[quote]bushidobadboy wrote:
[quote]JACOB11379 wrote:
I started at a young age wieght training, in and out of gyms a year here and there always with the dream of being huge but my addictions to drugs, alcohol, women, fast vehicles, prison terms, the gang life, kept me from ever achieving shit. I just couldnt get it together!
So here I am 38 years old, wife, kids, total life change, two years clean at the time, and I tell my wife that im gonna start wieght training again and she says “baby your too old for big muscles”! LOL
So just to show her it was back to the gym, and that old passion came rushing back. That desire to be bigger was overwelming, to lift heavier, that look in the mirror after a hard work out of full pumped physic, that feeling of my shirt a little tighter, that feeling of everything grew through the night, the double take in the mirror on my way to the bathroom at 2 in the morning when the shadows cast that much bigger look, the eyes that the cougars give you, the envy the guys give, the respect it all demands, the confident feeling, and then after 5 or 6 months of steady gains I was stuck at 197 for like three months, I had finished my muscle memory ride. But I wasnt even close to satisfied.

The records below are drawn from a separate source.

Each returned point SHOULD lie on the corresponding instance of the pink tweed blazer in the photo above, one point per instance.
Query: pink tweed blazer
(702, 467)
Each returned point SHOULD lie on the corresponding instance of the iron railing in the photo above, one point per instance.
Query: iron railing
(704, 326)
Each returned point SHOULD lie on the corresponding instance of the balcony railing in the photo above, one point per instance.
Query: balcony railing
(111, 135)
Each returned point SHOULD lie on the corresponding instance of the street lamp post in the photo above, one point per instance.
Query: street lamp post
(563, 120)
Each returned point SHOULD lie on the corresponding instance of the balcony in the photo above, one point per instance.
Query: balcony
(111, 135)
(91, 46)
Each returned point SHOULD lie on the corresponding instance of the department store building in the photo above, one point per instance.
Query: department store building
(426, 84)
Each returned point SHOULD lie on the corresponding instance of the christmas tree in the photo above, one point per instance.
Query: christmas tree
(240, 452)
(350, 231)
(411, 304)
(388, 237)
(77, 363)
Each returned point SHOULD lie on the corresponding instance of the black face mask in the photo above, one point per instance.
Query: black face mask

So I took the plunge not really knowing shit, I started reading every day, many hours trying to understand this crazy talk, and here I am, 1 half ass cycle under my belt, 214 pounds, absolutely in love with roids and researching for my next cycle! [/quote]
Love the honesty!
How tall are you? You look pretty thick for 215.
BBB[/quote]
Im 5’7, but honestly id love to hit 235, maybe in a couple years! I think if I hang out with you guys long enough I can get everything dialed in and that might be posible.